[come home from the movies]
By Lucille Clifton
come home from the movies,
black girls and boys,
the picture be over and the screen
be cold as our neighborhood.
come home from the show,
don’t be the show.
take off some flowers and plant them,
pick us some papers and read them,
stop making some babies and raise them.
come home from the movies
black girls and boys,
show our fathers how to walk like men,
they already know how to dance.
Notes:
1.“come home from the movies” = come back to reality.
2.“the picture be over and the screen / be cold as our neighborhood.” This simile creates the sense that the neighborhood is cold, emotionless.
3.“don’t be the show” = don’t get caught up in being seen by people, be real.
4.Things to do:
*Plant flowers
*Read the papers
*“stop making babies and raise them” – What does it mean to raise the babies? Raise: to breed and bring (an animal) to maturity. Anyone can “make” a baby, but it takes effort and energy to really “raise” a baby.
*“show our fathers how to walk like men” – Show the fathers to be RESPONSIBLE, real men. “they already know how to dance” – They already know how to have fun, to “be the show.”
Saturday, August 15, 2009
CAP 2
Contemporary American Poetry (CAP) 1
In Rainy September
By Robert Bly
In rainy September, when leaves grow down to the dark,
I put my forehead down to the damp, seaweed-smelling sand.
What can we do but choose? The only way for human beings
is to choose. The fern has no choice but to live;
for this crime it receives earth, water, and night.

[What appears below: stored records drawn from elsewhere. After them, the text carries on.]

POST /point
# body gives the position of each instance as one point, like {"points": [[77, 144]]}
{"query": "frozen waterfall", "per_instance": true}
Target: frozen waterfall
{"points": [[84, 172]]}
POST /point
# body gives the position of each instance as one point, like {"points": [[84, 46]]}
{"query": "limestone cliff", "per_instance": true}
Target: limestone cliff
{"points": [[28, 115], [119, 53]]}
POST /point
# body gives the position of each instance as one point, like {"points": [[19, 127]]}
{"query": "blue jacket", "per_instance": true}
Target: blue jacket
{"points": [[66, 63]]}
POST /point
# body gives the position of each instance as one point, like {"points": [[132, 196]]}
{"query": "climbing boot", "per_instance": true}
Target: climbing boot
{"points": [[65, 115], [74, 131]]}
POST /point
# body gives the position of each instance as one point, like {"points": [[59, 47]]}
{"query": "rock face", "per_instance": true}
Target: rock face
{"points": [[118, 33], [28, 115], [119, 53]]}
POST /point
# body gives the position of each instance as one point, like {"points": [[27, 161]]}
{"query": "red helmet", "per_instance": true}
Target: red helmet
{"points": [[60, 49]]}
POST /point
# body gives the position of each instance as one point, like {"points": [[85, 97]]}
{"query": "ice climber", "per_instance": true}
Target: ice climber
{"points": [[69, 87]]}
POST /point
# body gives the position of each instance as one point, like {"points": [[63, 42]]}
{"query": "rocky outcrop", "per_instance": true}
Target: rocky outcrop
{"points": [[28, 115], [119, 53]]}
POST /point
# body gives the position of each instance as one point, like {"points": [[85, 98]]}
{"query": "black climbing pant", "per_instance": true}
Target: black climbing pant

We close the door. “I have no claim on you.”
Dusk comes. “The love I have had with you is enough.”
We know we could live apart from one another.
The sheldrake floats apart from the flock.
The oaktree puts out leaves alone on the lonely hillside.
Men and women before us have accomplished this.
I would see you, and you me, once a year.
We would be two kernels and not be planted.
We stay in the room, door closed, lights out.
I weep with you without shame and without honor.
Notes:
1. Repetition of “down” in first two lines—with the use of the diction “rainy” and “dark,” this creates a sad, depressed mood.
2. Alliteration: “seaweed-smelling sand.”
3. First stanza sets up the difference between humans and nature. Human beings must choose, but nature has no choice “but to live.” Does this mean the speaker is considering suicide?
4. “The fern has no choice to live; for this crime it receives earth, water, and night.” Choosing to live = a crime.
5. Third stanza uses natural settings and elements to reinforce the sadness, loneliness of the second stanza. Diction: “apart,” “alone,” “lonely.”
6. In the fourth stanza: What is “this”? Divorce?
7. Again, the use of nature. Metaphor: “We would be two kernels and not be planted.” We = two kernels. “Not be planted”? Reference to them not having kids?
8. “I weep with you without shame and without honor.” Shame: a painful emotion caused by consciousness of guilt, shortcoming, or improper act or remark. Honor: a keen sense of ethical conduct.